Partager la publication "3000 kilomètres à pied qui ont changé nos vies"
Pendant l’été, nous avions parcouru, réparti sur six week-ends, le trajet de Bruxelles à Sedan, à titre de test. Nous conseillons vivement la marche en Belgique et dans l’est de la France. Elle offre tout ce que le cœur et les jambes d’un marcheur peuvent désirer. Partis de la maison, nous avons traversé la forêt de Soignes qui borde Bruxelles, sommes passés en Wallonie par le château de La Hulpe, l’abbaye de Villers-la-Ville, Namur, Dinant et son rocher, avons longé la Semois, traversé la Famenne et les Ardennes, Bouillon, pour arriver à Sedan. Treize jours qui nous ont permis de découvrir autrement un pays que nous parcourons habituellement via les autoroutes.
Premier septembre donc. Départ de Sedan avec une idée idyllique de la campagne, des bois et des champs à traverser en parcourant les sentiers de Grandes Randonnées. Et un corollaire : se ravitailler dans les villages auprès des producteurs et commerçants locaux. Très vite, nous avons dû nous rendre à l’évidence : pas ou très peu de commerces locaux. Nous fûmes même obligés d’acheter nos pique-niques et des réserves suffisantes dans des hypermarchés, tous les trois ou quatre jours.
L’absence quasi systématique de détaillants locaux dans les villages de campagne fut pour nous une découverte, un fait inconcevable. Nous nous sommes évidemment posé la question : Pourquoi ces Intermarché situés à 2 km de centres vidés de leurs commerces ? Pourquoi l’absence de petits commerces ? Ce ne sont pourtant pas les fruits et légumes qui manquent en Lorraine, en Alsace, dans les Vosges. Les légumes frais sont là, devant nous, enfermés dans les nombreux potagers privés qui ornent les chemins. Une question de plaisir, de philosophie ou économique ?
Paysages et villages magnifiques mais sans vie, plus ou presque plus de boulangeries, épiceries, marchands de produits frais, plus de cafés, pas plus que de restaurants, petits ou grands. Des villages désertés. Certains, en Argonne par exemple, constitués majoritairement de résidences secondaires. Nous lisons dans les journaux que le gouvernement français veut relancer l’économie. Mais ici, il semble ne plus rien y avoir à relancer. Les habitants, les commerces et l’industrie ont disparu.
Si les journées de marche peuvent se dérouler sans croiser personne, nous rencontrons beaucoup d’humanité dans les endroits où nous logeons.
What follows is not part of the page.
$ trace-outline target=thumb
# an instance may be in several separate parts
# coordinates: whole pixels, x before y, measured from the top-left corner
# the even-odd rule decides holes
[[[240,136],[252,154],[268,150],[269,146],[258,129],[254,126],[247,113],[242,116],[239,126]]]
Une humanité parfois touchante à laquelle nous ne sommes plus habitués en ville. Les gens les plus démunis se révèlent toujours être ceux qui donnent facilement, avec plaisir, sans méfiance.
Nous vivons d’intéressantes discussions, lucides, sur la désertification de la Lorraine ou des Vosges notamment. Les habitants regrettent cette situation, mais ce mouvement apparaît bel et bien irréversible. Chacun, au travers de son histoire personnelle, donne son interprétation, avance des raisons politiques, économiques, sociologiques ou ontologiques.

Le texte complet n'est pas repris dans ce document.